Ich absolvierte die Ausbildung zur Komplementärtherapeutin und arbeitete mit Menschen in meiner Praxis bis – eine Pandemie kam. Das behördlich verordnete Berufsverbot zwang mich, meine Praxis aufzugeben. Krisen sind auch Chancen, wenn du bereit bist zu sehen – sage ich stets. Doch diesmal ist es nicht meine Krise. So viel steht fest. Und doch ist es eine Krise, die mein Leben massiv beeinflusst. Welche Chance habe ich jetzt? Das würde ich bald erfahren.

In den Sommerferien 2021 las ich DAS Buch. Es stand dort im ansehnlich gefüllten Büchergestell: Köchin mit Landsitz von Margaret Evans. Ausgerechnet übers Kochen. Darin beschreibt die Autorin, wie sie tief im Lande Wales darauf kommt, nicht mehr zu kochen sondern, Bücher zu schreiben. Es ist erstaunlich. Es ist ein einziger Satz und er zündet meine Gedanken.

„Ich will schreiben.“ Peng. Warum kam ich nicht vorher auf diese Idee?

Ich war zu beschäftigt. Mit Arbeiten. Mit Geld verdienen. Mit anderen Dingen. Doch jetzt ist die Schleuse geöffnet. Die Zeit zu Schreiben ist gekommen. ENDLICH!

Über was ich schreibe? Geschichten aus dem Leben, die wie das Kochen und die Ernährung zu uns gehören.
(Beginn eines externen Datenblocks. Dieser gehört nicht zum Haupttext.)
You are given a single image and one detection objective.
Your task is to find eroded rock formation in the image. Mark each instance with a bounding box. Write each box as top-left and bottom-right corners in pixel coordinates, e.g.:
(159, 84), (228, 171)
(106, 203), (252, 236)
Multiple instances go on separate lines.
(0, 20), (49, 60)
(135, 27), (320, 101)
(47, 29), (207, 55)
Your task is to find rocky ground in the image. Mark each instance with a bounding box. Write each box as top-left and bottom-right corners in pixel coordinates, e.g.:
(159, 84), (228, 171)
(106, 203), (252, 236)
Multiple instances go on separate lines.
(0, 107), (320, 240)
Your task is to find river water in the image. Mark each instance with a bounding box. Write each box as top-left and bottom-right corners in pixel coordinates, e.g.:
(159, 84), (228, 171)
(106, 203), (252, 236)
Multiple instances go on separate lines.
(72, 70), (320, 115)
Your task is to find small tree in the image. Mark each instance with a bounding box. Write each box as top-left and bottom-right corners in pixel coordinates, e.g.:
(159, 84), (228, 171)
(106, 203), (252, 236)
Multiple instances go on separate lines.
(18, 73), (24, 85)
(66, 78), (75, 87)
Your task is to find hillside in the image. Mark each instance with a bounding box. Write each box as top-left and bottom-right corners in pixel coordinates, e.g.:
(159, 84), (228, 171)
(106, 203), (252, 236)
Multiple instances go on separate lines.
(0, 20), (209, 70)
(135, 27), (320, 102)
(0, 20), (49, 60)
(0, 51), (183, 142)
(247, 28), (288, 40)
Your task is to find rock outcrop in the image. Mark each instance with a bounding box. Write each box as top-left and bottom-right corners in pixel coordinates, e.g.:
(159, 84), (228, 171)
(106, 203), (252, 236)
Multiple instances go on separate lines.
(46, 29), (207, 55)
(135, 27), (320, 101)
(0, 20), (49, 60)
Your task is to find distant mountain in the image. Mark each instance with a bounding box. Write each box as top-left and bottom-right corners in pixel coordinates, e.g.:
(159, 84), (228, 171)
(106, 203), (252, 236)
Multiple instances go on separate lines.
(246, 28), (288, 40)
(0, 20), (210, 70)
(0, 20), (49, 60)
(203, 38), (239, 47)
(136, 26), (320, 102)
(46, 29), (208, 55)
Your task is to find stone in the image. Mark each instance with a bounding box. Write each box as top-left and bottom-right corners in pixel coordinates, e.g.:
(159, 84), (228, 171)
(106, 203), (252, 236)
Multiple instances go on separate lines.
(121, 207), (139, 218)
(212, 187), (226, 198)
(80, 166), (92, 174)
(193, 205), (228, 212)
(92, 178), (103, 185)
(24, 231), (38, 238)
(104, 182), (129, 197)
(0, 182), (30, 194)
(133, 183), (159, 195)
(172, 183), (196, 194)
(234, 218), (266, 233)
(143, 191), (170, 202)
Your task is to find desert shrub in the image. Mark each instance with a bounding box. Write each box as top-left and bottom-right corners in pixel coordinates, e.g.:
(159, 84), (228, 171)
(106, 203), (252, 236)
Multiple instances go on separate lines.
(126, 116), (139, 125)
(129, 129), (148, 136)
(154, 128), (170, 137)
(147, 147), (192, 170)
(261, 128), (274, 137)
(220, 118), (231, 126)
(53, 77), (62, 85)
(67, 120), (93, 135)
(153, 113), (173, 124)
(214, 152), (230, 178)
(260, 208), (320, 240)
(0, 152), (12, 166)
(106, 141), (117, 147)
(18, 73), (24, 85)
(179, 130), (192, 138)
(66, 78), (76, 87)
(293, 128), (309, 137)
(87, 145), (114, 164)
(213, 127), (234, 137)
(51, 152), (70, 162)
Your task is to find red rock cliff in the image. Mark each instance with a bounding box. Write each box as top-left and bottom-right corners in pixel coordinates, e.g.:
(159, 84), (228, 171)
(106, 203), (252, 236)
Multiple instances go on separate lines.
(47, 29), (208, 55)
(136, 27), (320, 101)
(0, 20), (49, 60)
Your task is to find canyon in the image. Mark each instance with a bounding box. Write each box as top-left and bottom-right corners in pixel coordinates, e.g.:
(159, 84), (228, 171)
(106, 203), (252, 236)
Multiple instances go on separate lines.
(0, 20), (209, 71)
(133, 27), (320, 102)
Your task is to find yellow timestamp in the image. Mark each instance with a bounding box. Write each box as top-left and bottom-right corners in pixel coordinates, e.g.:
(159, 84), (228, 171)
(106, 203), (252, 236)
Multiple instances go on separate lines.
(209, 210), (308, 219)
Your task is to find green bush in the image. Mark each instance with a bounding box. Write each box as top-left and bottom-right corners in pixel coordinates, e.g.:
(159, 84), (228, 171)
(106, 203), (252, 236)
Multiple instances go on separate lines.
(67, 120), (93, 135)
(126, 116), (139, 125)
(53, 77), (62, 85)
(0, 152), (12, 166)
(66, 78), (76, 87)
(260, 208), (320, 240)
Geschichten, die ich als Wanderin erlebe. Über die grossen und kleinen Geschichten eines Lebens. Über die Menschen, die ich getroffen habe. Über das manchmal wahnsinnige, herausfordernde und trotz allem wunderbare, lehrreiche Leben. Und – am liebsten von Menschen, die an einem schwierigen Punkt im Leben angekommen sind.
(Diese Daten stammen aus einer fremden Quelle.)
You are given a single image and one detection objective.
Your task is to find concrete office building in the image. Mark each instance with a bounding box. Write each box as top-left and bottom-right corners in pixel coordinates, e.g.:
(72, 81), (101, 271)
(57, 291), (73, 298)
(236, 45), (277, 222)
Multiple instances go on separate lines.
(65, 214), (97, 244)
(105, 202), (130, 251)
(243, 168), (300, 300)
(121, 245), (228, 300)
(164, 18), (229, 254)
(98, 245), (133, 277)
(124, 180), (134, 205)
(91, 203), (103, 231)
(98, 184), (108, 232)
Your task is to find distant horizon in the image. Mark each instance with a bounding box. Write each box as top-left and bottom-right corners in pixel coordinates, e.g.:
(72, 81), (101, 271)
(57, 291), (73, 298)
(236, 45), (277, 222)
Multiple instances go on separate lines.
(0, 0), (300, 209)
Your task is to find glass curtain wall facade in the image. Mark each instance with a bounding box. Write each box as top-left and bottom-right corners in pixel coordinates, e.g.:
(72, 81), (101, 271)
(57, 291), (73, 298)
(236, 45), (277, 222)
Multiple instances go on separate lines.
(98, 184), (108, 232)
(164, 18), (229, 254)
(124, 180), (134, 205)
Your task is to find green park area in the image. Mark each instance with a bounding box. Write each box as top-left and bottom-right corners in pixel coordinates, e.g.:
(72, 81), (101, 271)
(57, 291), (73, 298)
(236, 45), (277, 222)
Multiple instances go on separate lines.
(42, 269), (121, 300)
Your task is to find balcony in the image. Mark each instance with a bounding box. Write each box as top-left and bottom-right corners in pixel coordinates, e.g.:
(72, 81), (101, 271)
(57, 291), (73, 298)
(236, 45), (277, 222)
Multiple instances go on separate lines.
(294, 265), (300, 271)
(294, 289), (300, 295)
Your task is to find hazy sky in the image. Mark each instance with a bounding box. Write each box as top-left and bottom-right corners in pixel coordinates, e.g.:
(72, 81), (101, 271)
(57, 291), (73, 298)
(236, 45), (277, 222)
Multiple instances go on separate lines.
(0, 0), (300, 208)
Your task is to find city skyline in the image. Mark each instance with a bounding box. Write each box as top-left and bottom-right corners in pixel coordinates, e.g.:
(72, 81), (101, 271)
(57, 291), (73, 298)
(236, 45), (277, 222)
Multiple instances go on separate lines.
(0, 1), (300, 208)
Es ist der richtige Entscheid. Ich lese gerade von Dingen, die mich unterstützen werden, mit guter Strategie und Struktur zu schreiben. Meinen eigenen Schreibstil zu finden. Meine innere Stimme wartete so lange darauf, dass ich endlich schreibe. Ich habe ihr ganz einfach nicht zugehört. Jetzt höre ich sie laut und deutlich.